Games have reached new heights across the spectrum with games such as “Cyberpunk 2077” has reached record numbers of sales. Meanwhile on the opposite end of gaming “The Last of Us 2” received massive backlash for its portrayal of trans people. The controversy went so far as to garner widespread coverage months before the release when the scene in question had been leaked and bipartisan condemnations on social media. Needless to say that COVID has greatly changed the gaming landscape.


“I’m able to play more time consuming games if you will,” said Aaron Olson, a senior at LOHS, “I started playing “Minecraft” again, I didn’t think I’d do that. Like ‘Red Dead Redemption’. For example, I’ve been playing for this just by myself just building up because it’s passive and I have time.”


Minecraft is a widely popular sandbox game that originally peaked in popularity during the 2010s. However, between the new updates that have introduced a great deal of new content and groups of minecraft content creators such as the members of “Hermitcraft” and “Dream Survival Multiplayer.”


Lakeridge Senior Max Taylor, who describes himself as an avid gamer, commented on the physical barrier to entry.


 “I’ve been affected less than average, as I had a PC that was decent that I was looking to replace before the pandemic, but I’ll have to wait since the graphics card I was going to buy is now the price of all the other parts combined,” said Taylor.

When questioned as to if Covid has changed the genre of games they enjoy they both commented stating they enjoyed first person shooters. 


When talking about his favorite game, “Rainbow Six Siege,” a tactical first person shooter, Taylor said, “Gaming pre-COVID was normal and it’s kinda stayed that way. I think it’s one of those things that hasn’t changed much for me and it kinda acts like a reminder of what normal is.”


“My favorite video game is ‘Valorant,’” said Mathew Bedolla, a freshman at LHS, when questioned about his favorite first person shooter. He went on to comment about the community saying that it had grown and that while some people could be toxic most people were chill. Additionally the game does have a feature where you can friend other players in order to play with them again. 


When talking about “Valorant” he commented that the game is free and can be gotten off the Riot Games website. He also said “it’s quiet fun and I recommend it to anyone who’s into first person shooters”


However it should be noted though that this widespread change has had some drawbacks. Since gaming is more in demand a questionably legal profession known as scalping has risen. Scalping is the process by which a person uses computer programs to continuously refresh a website page, waiting for a game, console, or piece of hardware to be released and then instantly buying the item. After this the scalper will immediately turn around and resell the item with large markups.


A rather infamous example of this was when Nintendo first released its collectable figures known as Amiibo’s. In American markets they were rare, with most being bought up off the shelves quickly. After this people selling Amiibos from overseas and within the states began appearing all over ebay and amazon. In one case a pair of Amiibos from the popular third person shooter “Splatoon” who were sold together had an initial price of $25, however current listings show them with a selling price of $200 to $300.
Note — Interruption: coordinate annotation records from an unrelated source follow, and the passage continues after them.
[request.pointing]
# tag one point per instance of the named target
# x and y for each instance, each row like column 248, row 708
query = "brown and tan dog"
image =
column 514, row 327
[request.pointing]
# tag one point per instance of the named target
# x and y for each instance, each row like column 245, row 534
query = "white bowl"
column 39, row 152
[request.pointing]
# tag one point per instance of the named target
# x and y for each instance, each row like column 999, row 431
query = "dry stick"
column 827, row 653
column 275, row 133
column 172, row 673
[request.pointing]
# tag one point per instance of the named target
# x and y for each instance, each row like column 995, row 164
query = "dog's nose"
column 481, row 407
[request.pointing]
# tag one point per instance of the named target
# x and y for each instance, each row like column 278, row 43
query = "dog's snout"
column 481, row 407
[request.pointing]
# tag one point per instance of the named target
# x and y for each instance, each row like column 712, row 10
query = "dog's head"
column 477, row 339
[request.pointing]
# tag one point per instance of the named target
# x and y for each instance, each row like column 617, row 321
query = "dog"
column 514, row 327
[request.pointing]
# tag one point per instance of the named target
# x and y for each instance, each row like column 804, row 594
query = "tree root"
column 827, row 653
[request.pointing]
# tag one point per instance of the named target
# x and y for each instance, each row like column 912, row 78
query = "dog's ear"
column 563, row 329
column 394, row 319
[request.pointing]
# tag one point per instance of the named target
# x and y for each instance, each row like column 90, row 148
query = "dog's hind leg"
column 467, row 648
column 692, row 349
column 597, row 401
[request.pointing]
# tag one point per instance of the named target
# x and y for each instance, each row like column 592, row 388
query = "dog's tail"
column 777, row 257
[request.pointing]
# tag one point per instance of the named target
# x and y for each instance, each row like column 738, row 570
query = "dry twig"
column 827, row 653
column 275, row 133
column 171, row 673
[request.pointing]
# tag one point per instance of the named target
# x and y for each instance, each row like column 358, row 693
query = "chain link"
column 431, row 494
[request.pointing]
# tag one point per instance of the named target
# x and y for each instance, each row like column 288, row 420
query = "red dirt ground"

Personally from a pre-COVID perspective I found myself playing mostly single player games. However, since then due to having a vulnerable family member and having friends in other countries and time zones, I have certainly found myself sitting at my desk with a headset on calls and planning out strategies or bases. 


In my opinion the greatest change Covid has brought us is a tightening of bonds. Perhaps because people are separated by screens people have found solace in online communities. There are many great stories from before Covid of people finding life long friends, lovers, healing, and even people who saved them from supposedly terminal diseases.


Hopefully, if one good thing comes out of this pandemic, it’s the detoxifying of game communities and the creation of friends. Perhaps with the rise of VR technology we may soon see a VRMMO published by a triple A studio, though one currently named Neverdawn. Given the rapid growth in gaming and the content being generated by triple A game developers and independent developers alike, perhaps from all of this change, the best is yet to come.